Bei dieser Gelegenheit wurde Claudius Halcro einstimmig dazu erwählt, das Amt des Dolmetschers zu übernehmen. Der frohsinnige alte Mann schüttelte den Kopf, stammelte einige Entschuldigungen von Abnahme des Gedächtnisses und der poetischen Kräfte – welche indeß sein eigenes vertrauensvolles Lächeln und der allgemeine Widerspruch der Gesellschaft widerlegten, und schickte sich dann an, seine Rolle bei diesem Scherze zu übernehmen.

In dem Augenblicke aber, wo er anfangen wollte, litt die Rollenvertheilung eine sonderbare Veränderung. Norna von Fitful-Head, die Jedermann – die zwei Schwestern ausgenommen – meilenweit entfernt glaubte, trat plötzlich in das Zimmer, ohne zu grüßen, schritt majestätisch auf das Gezelt von Bärenfellen zu, und deutete der, welche darin saß, an, ihr Heiligthum zu verlassen. Die alte Frau kam hervor, schüttelte den Kopf und sah aus, wie Jemand, der von Furcht ganz überwältigt ist; auch gab es in der That unter den Anwesenden nur Wenige, welche mit voller Fassung die plötzliche Erscheinung einer Person sahen, die so allgemein bekannt und gefürchtet war, wie Norna.
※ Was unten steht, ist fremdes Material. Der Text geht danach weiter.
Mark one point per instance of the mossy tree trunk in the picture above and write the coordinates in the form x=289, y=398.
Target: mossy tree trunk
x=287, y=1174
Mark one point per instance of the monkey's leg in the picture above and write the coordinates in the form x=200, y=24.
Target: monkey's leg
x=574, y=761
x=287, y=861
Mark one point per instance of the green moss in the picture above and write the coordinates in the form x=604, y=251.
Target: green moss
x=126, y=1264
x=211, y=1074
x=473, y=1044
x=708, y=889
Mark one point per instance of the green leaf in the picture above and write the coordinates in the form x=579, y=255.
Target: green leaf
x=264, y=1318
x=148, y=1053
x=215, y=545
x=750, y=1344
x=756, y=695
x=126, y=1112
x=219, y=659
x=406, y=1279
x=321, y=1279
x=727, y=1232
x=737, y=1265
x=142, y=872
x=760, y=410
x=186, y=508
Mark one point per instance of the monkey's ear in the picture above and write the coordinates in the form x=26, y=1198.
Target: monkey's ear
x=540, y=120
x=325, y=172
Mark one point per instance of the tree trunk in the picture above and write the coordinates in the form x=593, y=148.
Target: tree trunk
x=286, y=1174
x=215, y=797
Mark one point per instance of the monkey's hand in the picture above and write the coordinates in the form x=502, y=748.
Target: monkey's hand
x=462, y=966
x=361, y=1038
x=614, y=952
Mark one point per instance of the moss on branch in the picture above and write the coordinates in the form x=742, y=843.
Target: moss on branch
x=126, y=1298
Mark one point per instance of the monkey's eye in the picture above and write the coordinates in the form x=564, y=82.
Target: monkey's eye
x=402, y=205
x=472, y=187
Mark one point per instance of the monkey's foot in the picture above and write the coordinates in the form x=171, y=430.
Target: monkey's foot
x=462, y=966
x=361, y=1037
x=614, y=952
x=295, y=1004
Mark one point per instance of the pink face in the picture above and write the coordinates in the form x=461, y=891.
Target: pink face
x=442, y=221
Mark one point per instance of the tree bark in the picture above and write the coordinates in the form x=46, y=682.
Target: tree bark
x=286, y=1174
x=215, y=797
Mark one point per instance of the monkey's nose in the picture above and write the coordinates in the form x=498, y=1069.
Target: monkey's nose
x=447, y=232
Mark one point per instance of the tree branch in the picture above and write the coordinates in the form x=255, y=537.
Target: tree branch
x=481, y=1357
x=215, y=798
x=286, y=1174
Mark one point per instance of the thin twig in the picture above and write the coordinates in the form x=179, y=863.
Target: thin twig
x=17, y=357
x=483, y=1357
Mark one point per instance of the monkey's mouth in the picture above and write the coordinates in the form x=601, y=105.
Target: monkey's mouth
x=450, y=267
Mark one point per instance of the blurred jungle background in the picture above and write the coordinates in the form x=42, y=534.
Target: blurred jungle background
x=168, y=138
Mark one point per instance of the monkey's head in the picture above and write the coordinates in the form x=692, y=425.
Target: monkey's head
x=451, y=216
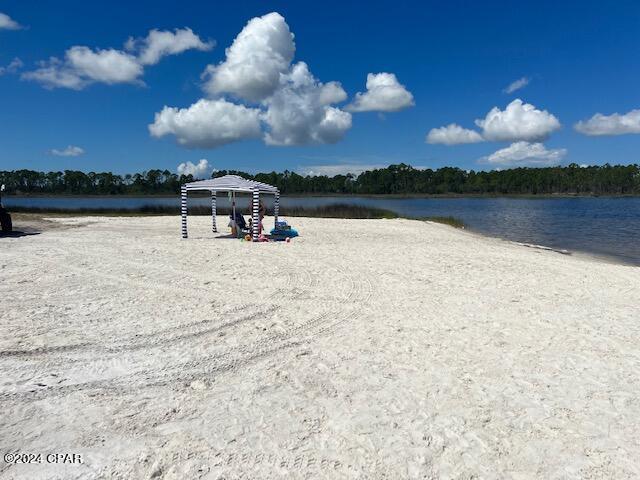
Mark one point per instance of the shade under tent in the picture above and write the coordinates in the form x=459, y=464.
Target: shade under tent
x=230, y=183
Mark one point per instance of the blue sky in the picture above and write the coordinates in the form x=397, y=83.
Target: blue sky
x=451, y=63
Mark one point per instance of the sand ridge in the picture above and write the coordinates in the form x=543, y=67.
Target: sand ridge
x=363, y=349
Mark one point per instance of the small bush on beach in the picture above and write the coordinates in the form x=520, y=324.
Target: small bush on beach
x=451, y=221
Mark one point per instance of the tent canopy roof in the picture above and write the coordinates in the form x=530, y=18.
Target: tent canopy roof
x=231, y=183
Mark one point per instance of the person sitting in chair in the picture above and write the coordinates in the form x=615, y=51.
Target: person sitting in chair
x=262, y=210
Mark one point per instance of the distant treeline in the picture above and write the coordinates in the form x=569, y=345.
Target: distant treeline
x=395, y=179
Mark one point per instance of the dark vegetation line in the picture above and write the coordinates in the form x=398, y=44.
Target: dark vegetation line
x=327, y=211
x=395, y=179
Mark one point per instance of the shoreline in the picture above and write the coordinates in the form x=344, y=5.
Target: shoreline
x=339, y=195
x=34, y=221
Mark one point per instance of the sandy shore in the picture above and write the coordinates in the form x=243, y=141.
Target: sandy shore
x=363, y=349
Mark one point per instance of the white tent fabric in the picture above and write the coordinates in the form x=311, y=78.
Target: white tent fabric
x=230, y=183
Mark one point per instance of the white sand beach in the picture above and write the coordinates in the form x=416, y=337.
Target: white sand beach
x=362, y=349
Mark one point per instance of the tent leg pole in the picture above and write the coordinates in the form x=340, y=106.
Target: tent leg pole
x=213, y=212
x=255, y=216
x=183, y=210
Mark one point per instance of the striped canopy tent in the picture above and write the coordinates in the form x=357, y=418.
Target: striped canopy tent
x=230, y=183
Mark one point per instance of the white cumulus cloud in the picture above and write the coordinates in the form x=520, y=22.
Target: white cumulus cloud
x=261, y=52
x=516, y=85
x=453, y=134
x=300, y=111
x=83, y=66
x=286, y=104
x=615, y=124
x=198, y=170
x=7, y=23
x=70, y=151
x=158, y=44
x=384, y=94
x=207, y=123
x=525, y=154
x=519, y=121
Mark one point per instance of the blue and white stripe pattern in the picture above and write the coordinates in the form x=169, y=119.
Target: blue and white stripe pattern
x=230, y=183
x=213, y=212
x=183, y=210
x=255, y=215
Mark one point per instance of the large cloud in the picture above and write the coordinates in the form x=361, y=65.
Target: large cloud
x=299, y=112
x=207, y=123
x=83, y=66
x=202, y=169
x=7, y=23
x=525, y=154
x=518, y=122
x=158, y=44
x=614, y=124
x=384, y=94
x=453, y=134
x=294, y=107
x=261, y=52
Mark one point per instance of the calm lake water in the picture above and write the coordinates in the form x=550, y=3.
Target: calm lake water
x=605, y=226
Sie blieb einen Augenblick an dem Eingange des Zeltes stehen, und während sie das Fell aufhob, welches den Eingang bildete, sah sie nach Norden empor, als ob sie von dieser Gegend Begeisterung erwartete, deutete dann den erstaunten Gästen an, daß sie, Einer nach dem Andern, sich dem Gezelte nähern möchten, in welches sie sich niederlassen wollte, trat hinein, und war ihren Augen entschwunden.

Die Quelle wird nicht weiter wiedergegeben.